# Workshop: pandas

### Monday, March 20, 2023

In today's workshop we'll get a bit of practice using `pandas`.
If you are already familiar with dataframes in `R`, then you will find `pandas` to be fairly easy to pick up.
In today's exercises, we'll concentrate on the basics of working with `pandas` dataframes (e.g., constructing and accessing them).
On Wednesday, we'll turn our attention to actually computing statistics from dataframes and using them to create plots.

In [1]:
import pandas as pd

 ## Problem 1: the building blocks

Let's recall that the two most basic units in Python `pandas` are the `Series` and `DataFrame` objects.
Roughly speaking, `Series` objects represent sequences and `DataFrame` objects have their columns specified by `Series` objects.

### 1.1
Create three `pandas` series objects: one called `primes` containing the first ten primes; one called `squares` containing the first ten squares; and one called `alpha` containing the first ten letters of the alphabet (lower- or upper-case; whatever you prefer).
If you're looking for a challenge, you can try using list comprehensions for this, but you are free to just list these out by hand if you prefer.

In [None]:
primes = None
squares = None
alpha = None

### 1.2 
Verify that you can mostly treat `pd.Series` objects as `numpy` arrays-- try writing `primes**2` and see what happens.

In [None]:
primes**2 #pd.Series objects support universal functions

In [None]:
[1,2,3]**2 #Reminder: lists do not!

### 1.3

Try adding two `pd.Series` objects.

In [None]:
primes+squares

What if you try to square the `Series` object `alpha`, which has strings as its entries?

In [None]:
#TODO: code goes here.

### 1.4
Use the `pandas` map functionality to construct another `Series` object called `sqprimes` containing the squares of the first ten primes.

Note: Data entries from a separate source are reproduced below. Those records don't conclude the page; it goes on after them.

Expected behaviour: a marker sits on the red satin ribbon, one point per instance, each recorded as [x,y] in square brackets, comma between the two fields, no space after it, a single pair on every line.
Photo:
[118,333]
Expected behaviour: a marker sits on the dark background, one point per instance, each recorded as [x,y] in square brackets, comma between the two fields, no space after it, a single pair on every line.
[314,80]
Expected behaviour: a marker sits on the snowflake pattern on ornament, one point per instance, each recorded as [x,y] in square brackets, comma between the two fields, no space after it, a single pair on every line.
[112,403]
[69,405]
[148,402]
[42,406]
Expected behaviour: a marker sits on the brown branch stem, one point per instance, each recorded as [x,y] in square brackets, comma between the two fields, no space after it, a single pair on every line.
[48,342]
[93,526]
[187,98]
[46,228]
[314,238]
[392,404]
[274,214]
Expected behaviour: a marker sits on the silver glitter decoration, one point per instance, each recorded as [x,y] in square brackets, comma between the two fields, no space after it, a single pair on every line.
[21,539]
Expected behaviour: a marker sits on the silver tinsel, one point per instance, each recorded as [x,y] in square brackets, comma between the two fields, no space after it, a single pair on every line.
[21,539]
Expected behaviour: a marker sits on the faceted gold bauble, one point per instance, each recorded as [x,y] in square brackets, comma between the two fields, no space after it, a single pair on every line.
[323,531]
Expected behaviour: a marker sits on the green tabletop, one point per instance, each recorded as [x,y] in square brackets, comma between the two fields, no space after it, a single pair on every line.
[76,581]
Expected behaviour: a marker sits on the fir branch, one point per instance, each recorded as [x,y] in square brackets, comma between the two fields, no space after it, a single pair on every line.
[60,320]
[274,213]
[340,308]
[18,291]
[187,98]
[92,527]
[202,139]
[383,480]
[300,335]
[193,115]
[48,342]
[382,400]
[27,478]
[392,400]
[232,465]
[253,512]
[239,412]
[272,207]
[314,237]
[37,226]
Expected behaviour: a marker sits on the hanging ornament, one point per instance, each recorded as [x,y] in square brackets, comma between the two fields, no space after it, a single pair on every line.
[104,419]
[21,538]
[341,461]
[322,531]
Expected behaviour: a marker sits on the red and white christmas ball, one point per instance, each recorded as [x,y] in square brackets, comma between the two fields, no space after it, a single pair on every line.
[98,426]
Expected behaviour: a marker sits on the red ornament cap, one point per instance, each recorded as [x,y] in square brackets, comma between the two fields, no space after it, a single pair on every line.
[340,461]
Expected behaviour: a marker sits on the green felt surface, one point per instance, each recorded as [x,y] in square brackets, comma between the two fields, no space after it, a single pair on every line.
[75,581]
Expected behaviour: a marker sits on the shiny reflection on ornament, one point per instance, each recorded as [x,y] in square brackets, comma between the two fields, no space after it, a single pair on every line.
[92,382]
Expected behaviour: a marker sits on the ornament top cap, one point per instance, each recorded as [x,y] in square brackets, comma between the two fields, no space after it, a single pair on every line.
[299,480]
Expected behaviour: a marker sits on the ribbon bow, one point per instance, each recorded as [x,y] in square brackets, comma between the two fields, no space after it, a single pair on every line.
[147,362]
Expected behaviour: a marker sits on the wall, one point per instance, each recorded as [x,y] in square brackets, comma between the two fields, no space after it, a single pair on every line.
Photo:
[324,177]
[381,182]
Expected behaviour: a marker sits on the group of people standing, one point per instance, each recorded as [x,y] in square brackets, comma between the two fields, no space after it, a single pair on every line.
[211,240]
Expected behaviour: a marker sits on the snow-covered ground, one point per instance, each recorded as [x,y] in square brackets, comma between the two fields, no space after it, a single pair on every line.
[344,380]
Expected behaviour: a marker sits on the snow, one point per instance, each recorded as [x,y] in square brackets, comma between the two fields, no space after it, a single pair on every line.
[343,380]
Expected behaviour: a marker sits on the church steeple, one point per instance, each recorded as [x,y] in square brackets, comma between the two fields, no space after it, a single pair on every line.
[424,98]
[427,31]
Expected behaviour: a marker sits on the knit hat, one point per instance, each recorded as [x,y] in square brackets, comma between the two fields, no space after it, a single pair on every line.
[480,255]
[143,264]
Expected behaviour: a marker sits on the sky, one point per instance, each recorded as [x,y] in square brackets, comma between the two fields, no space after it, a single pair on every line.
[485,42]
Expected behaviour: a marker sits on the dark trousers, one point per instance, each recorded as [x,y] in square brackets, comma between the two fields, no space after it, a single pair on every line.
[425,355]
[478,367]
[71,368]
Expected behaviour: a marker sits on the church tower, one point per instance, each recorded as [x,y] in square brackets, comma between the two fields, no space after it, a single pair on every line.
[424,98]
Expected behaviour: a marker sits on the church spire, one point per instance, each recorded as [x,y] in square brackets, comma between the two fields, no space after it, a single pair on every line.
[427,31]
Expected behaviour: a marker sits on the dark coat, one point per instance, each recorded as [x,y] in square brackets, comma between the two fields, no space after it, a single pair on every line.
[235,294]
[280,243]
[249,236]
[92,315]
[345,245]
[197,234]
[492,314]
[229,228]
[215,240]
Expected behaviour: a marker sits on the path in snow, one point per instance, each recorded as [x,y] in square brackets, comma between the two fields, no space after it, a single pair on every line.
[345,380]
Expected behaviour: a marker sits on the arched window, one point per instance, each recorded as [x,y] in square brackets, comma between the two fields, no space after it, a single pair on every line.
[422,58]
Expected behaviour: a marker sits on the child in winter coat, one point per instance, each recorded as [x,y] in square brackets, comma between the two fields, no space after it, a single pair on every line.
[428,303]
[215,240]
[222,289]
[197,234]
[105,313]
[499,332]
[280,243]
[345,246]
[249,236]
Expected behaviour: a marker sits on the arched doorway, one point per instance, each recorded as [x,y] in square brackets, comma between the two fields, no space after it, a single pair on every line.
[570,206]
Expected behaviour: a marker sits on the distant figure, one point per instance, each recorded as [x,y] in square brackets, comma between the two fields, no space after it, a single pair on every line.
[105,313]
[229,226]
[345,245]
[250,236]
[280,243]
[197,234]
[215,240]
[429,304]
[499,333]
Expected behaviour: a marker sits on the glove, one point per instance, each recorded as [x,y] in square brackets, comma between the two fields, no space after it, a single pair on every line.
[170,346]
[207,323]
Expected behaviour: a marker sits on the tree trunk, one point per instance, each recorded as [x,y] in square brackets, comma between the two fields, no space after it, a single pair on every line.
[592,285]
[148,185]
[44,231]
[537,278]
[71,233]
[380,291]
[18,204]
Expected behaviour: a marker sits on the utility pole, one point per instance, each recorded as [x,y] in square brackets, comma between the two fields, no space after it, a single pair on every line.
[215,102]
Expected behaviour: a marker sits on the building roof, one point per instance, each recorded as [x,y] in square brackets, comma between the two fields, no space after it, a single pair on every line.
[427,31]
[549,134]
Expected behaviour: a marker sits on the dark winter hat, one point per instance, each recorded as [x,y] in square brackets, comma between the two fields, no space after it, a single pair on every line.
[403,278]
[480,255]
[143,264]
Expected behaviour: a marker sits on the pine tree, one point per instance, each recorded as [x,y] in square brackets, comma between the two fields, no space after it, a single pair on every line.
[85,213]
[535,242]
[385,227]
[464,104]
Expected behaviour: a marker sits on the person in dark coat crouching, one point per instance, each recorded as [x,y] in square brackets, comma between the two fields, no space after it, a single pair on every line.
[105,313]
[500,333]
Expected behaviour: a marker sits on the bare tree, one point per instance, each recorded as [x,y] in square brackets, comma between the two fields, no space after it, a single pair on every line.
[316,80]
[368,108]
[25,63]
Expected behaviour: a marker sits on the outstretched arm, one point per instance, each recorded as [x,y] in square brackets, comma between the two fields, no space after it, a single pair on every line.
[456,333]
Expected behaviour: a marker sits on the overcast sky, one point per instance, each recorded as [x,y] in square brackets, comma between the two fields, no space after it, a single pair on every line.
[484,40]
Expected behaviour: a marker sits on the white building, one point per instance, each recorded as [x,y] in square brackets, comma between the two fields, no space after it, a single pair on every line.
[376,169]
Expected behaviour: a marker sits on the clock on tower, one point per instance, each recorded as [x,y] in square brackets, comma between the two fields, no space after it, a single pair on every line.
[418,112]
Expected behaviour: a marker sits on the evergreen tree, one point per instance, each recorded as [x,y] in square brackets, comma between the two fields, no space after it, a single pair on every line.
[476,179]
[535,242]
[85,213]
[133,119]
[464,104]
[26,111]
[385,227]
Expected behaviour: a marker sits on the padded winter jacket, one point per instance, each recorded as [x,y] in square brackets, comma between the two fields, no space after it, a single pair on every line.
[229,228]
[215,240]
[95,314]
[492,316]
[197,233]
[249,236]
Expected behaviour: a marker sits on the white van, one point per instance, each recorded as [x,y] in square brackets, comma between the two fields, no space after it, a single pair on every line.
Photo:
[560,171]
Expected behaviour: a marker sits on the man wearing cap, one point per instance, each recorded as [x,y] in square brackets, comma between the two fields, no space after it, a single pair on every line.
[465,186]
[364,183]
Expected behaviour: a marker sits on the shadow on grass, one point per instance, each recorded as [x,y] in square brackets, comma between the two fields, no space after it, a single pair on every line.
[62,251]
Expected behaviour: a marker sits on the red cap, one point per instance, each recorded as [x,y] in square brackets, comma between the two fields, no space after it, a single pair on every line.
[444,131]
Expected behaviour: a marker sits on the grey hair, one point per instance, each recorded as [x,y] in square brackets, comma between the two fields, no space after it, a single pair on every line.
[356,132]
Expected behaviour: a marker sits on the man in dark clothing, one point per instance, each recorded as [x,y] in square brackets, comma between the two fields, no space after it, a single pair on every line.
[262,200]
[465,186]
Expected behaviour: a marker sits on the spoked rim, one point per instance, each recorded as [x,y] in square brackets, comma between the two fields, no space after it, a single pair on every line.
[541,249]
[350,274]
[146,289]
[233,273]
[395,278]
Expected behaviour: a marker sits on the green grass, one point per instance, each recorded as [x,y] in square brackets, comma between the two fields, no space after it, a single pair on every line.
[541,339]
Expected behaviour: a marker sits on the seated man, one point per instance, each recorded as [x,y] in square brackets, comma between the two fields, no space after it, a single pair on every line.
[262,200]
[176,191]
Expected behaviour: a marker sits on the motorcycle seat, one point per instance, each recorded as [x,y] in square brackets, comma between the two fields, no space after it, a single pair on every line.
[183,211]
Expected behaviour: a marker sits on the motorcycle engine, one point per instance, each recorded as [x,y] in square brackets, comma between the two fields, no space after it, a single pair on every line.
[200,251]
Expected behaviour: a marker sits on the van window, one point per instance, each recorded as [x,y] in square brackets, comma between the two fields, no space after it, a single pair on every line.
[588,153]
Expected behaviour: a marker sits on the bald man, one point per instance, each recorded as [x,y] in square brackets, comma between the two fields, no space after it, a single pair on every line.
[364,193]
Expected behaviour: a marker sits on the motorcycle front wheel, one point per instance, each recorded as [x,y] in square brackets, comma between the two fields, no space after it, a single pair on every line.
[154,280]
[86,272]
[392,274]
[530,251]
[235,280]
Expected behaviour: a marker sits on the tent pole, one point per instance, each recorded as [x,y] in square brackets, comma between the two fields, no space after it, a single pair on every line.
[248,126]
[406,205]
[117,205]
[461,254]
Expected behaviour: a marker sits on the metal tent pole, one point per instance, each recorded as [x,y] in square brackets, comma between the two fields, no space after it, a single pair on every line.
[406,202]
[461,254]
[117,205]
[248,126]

<b>Hint:</b> remember lambda expressions?

In [None]:
sqprimes = primes**2 # This would give us the solution, but we want to use map

In [None]:
# TODO: code goes here.

### 1.5
Now, put the four `Series` objects created above into a single `pandas` `DataFrame` object called `my_first_df`, with column names `Primes`, `Evens`, `Alpha` and `SqPrimes`. 

<b>Hint:</b> read the documentation here: https://pandas.pydata.org/pandas-docs/stable/reference/api/pandas.DataFrame.html

In [None]:
my_first_df = None # TODO: update this line.

## Problem 2: Basic Indexing

The block of code below creates a table containing some basic information about the colleges and universities with the most NCAA Division I Ice Hockey championships (see <a href="https://en.wikipedia.org/wiki/NCAA_Division_I_Men's_Ice_Hockey_Tournament">here</a> for more information).

In [2]:
schools = ['Michigan', 'Denver', 'North Dakota', 'Wisconsin', 'Boston College',
           'Boston University', 'Minnesota', 'Lake Superior State']
titles = [9,8,8,6,5,5,5,3]
states = ['MI', 'CO', 'ND', 'WI', 'MA', 'MA', 'MI', 'MI']
hockey_dict = {'College':pd.Series(schools), '#Titles':pd.Series(titles), 'State':pd.Series(states) }
h = pd.DataFrame( hockey_dict )
h

Unnamed: 0,College,#Titles,State
0,Michigan,9,MI
1,Denver,8,CO
2,North Dakota,8,ND
3,Wisconsin,6,WI
4,Boston College,5,MA
5,Boston University,5,MA
6,Minnesota,5,MI
7,Lake Superior State,3,MI


### 2.1
Oops! There's a typo in there-- U. Minnesota is in Minnesota (state abbreviation MN), not Michigan!
Correct the typo (using indexing, not by modifying the code above!).

In [None]:
#TODO: code goes here.

### 2.2
Modify the code above so that the rows are indexed by the schools' names, instead of by the integers 0 to 7.

In [None]:
# TODO: code goes here.

See these StackOverflow threads for another approach to this problem. You may find it helpful to read the documentation concerning `DataFrame` and `Index` objects in `pandas`, first (see links in Problem 2.4 below).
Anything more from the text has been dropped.